The needle consists of the outer part and one inner moveable part. When the inner part is pushed forward, multiple expanding metal rays come forward like an umbrella. The needle is isolated, except for the apical centimeter and the expanding rays. Current is applied to the needle from a generator. This produces high-frequency alternating current, which moves back and forth between the needle and 4 disc-shaped electrodes attached to both thighs of the patient. When the generator is turned on, ionic agitation occurs in the tissue, as a result of the ions attempting to follow the directional changes caused by the alternating current. Frictional heat occurs close to the needle leading to necrosis of cells.

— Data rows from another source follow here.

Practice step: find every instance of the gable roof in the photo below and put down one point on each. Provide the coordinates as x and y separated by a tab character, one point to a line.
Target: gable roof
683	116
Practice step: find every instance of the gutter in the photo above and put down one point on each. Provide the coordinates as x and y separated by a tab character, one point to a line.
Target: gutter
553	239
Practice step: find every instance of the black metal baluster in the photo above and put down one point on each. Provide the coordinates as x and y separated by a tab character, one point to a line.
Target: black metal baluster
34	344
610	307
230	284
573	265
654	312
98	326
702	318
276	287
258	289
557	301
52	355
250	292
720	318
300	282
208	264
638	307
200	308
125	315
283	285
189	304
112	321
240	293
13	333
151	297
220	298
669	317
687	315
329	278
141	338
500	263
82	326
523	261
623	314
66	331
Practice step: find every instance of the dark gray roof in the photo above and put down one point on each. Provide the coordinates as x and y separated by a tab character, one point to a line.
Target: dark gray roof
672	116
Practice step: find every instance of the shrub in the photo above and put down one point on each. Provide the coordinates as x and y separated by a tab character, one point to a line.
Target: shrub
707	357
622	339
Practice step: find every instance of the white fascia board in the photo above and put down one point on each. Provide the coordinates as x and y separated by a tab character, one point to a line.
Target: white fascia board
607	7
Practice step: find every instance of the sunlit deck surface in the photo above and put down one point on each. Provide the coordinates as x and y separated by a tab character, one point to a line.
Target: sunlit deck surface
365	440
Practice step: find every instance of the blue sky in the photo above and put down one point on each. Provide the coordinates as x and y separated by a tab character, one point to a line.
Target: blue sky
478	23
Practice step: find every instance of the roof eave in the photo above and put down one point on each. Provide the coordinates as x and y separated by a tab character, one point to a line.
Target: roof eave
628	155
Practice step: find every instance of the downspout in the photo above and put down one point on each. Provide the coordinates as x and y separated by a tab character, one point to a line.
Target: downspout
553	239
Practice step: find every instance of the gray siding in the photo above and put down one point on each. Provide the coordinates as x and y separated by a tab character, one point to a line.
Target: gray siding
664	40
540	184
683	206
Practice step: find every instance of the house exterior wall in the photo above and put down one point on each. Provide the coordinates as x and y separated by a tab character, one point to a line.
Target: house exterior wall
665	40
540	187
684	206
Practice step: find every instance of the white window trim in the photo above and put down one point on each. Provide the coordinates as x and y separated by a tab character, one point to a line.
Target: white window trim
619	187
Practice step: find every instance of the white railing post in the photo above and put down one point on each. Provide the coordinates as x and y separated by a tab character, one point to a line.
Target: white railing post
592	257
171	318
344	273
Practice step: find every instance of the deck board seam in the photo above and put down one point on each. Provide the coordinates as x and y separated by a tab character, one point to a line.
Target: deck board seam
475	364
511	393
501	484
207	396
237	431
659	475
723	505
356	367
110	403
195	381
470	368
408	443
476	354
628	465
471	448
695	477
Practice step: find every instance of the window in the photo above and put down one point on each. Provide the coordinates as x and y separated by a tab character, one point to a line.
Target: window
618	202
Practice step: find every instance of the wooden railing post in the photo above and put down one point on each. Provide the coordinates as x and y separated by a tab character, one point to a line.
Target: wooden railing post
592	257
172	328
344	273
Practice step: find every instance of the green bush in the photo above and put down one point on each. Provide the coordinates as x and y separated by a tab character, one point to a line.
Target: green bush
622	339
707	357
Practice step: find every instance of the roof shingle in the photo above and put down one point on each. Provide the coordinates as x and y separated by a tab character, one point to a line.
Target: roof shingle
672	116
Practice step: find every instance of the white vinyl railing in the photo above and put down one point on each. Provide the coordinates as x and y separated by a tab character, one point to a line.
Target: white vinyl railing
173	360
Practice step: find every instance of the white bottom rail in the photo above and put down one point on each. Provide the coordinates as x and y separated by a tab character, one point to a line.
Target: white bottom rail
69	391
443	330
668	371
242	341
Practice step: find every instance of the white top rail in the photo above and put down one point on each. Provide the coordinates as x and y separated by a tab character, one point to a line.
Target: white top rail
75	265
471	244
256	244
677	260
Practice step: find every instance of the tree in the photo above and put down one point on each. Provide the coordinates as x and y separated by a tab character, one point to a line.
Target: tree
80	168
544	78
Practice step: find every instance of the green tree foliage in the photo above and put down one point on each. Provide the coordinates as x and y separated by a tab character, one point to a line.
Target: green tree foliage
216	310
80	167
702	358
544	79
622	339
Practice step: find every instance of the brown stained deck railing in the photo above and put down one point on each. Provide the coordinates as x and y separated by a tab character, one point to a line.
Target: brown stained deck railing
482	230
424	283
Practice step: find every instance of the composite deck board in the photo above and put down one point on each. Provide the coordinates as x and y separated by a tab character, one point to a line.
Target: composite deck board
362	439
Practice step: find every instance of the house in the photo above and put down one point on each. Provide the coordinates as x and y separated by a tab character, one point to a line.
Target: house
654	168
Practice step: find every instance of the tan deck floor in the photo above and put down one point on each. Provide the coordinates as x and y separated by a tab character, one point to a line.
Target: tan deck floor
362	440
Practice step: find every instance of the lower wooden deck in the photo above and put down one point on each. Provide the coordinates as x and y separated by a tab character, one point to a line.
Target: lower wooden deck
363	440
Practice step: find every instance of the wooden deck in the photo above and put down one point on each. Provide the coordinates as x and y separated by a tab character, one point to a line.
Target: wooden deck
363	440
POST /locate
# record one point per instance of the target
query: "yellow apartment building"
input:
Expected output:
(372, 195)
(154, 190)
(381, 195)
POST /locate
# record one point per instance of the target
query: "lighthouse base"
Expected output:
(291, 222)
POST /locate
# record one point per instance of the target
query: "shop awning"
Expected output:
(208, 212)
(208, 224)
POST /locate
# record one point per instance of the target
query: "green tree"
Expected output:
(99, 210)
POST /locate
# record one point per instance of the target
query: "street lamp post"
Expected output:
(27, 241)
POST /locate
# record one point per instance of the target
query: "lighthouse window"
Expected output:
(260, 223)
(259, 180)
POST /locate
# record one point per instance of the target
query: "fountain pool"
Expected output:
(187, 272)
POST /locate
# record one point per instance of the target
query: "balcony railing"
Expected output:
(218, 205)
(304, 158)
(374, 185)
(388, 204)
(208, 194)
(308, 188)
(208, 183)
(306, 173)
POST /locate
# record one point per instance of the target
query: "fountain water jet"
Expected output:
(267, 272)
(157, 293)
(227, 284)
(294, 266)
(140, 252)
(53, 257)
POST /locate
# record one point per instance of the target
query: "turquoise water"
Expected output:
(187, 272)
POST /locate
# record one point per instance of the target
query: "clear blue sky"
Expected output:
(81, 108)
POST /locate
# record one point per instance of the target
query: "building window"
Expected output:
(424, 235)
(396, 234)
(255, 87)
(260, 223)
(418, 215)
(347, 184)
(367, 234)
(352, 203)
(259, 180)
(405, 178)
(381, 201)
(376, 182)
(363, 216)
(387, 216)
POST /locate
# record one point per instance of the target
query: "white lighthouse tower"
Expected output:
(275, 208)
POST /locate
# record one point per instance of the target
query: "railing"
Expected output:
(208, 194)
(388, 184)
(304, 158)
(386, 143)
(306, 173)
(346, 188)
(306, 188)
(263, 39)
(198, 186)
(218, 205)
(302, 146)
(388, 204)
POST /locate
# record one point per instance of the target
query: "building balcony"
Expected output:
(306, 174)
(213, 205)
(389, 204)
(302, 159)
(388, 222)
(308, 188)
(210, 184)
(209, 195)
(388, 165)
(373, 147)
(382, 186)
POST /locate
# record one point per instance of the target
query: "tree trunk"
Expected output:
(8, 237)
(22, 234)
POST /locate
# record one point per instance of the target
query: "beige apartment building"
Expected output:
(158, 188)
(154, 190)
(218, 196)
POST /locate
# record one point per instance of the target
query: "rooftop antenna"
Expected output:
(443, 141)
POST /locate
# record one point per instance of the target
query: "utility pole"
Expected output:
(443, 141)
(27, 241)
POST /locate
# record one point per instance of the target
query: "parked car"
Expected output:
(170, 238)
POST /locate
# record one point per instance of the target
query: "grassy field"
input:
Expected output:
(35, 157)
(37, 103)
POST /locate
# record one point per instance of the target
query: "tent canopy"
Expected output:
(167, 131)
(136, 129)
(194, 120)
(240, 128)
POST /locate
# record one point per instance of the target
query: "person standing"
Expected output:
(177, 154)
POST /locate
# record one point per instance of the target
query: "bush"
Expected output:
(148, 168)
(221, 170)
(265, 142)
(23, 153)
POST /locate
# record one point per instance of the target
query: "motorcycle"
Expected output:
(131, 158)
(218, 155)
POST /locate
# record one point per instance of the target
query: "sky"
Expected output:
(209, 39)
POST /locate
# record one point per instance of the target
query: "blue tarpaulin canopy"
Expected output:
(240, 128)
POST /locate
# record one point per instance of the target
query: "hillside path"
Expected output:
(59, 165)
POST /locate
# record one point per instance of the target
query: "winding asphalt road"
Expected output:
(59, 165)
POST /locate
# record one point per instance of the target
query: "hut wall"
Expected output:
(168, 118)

It is assumed that all tumor tissue heated above 50–55 ºC for 5–10 minutes becomes necrotic.
Radiofrequency ablation is different from other types of tissue ablation in that the tissue around the needle warms up, not the needle itself.
Radiofrequency ablation is used as a supplement to liver resection or as primary treatment.
- Liver tumors which are less than 4 cm in diameter.
- Patients who either have too poor liver function or too poor general health.
- Patients with liver metastases from colorectal cancer or neuroendocrine tumors where metastasis is limited in size and number.